Owen Matthews Owen Matthews

Russia’s puritan revolution

Russia is being presented as a moral fortress against gays and pornography

issue 01 October 2016

Last weekend a group of young activists turned out on a Moscow street to protest against western decadence. They were a hard-faced bunch, standing defiantly in military poses and wearing uniforms bearing the logo ‘Officers of Russia: Executive Youth Wing’ as they blocked access to an exhibition by American photographer Jock Sturges that featured images of nude adolescents.

‘We are here to protect people from paedo-philic influences,’ one Officer of Russia told journalists — while another protester sprayed the offending photographs with urine. At the same time, Russia’s state–controlled airwaves filled with senators, priests and government officials denouncing the wickedness of the exhibition (which shut down immediately after the protests) and calling for the organisers to be prosecuted. The outcry came just days after the Russian government banned two popular porno-graphy sites, youporn and xhamster, also on the grounds of protecting public morality.

Putin’s Russia is fast becoming a very puritan place. Ever since returning to the presidency in 2012, Putin has pursued an increasingly religious-conservative ideology both at home and abroad, defining Russia as a moral fortress against sexual licence and decadence, porn and gay rights.

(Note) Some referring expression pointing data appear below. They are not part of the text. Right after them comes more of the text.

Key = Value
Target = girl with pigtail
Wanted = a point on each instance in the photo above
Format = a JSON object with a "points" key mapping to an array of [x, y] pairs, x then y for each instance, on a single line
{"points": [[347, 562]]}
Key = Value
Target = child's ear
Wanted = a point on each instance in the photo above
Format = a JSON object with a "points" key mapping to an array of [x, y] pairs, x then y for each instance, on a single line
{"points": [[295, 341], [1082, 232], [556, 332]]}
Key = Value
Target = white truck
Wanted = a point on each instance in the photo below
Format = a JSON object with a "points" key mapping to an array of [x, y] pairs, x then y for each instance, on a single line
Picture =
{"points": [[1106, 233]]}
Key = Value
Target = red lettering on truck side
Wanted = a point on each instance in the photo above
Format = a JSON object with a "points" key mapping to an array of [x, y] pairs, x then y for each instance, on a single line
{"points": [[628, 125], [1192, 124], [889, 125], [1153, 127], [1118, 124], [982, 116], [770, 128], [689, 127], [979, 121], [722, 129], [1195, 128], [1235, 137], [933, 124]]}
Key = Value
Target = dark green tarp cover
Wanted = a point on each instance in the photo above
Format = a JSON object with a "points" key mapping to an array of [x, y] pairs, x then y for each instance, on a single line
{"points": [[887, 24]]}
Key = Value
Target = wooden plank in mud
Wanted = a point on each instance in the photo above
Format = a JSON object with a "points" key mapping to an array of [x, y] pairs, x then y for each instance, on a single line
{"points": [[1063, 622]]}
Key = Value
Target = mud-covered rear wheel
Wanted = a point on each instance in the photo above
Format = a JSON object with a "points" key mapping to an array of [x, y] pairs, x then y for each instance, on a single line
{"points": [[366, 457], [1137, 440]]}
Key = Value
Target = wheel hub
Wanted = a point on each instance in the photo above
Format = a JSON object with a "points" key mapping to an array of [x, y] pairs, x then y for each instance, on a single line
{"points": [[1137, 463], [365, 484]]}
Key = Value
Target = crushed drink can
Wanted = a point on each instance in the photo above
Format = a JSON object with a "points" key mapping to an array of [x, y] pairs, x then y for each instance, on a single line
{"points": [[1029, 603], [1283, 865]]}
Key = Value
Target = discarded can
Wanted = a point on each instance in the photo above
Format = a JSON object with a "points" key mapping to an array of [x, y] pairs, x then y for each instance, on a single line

Putin’s puritanism has grown hand-in-hand with the personal influence of two key conservative ideologues: his personal confessor Bishop Tikhon Shevkunov and the mystical geopolitical thinker Alexander Dugin. Bishop Tikhon is one of Russia’s highest-profile critics of the decadence of the modern western world — and his Every-day Saints and the Other Stories was the best–selling Russian book of 2012, rivalled for sales only by Fifty Shades of Grey. Dugin is the chief ideologue of Eurasianism, an ideology which holds that Russia has a special historical destiny to save the world from the corrupt moral values of western capitalism.


Owen Matthews on Putin’s puritanism


The influence of the Russian Orthodox church on public life is growing fast, thanks to Kremlin patronage.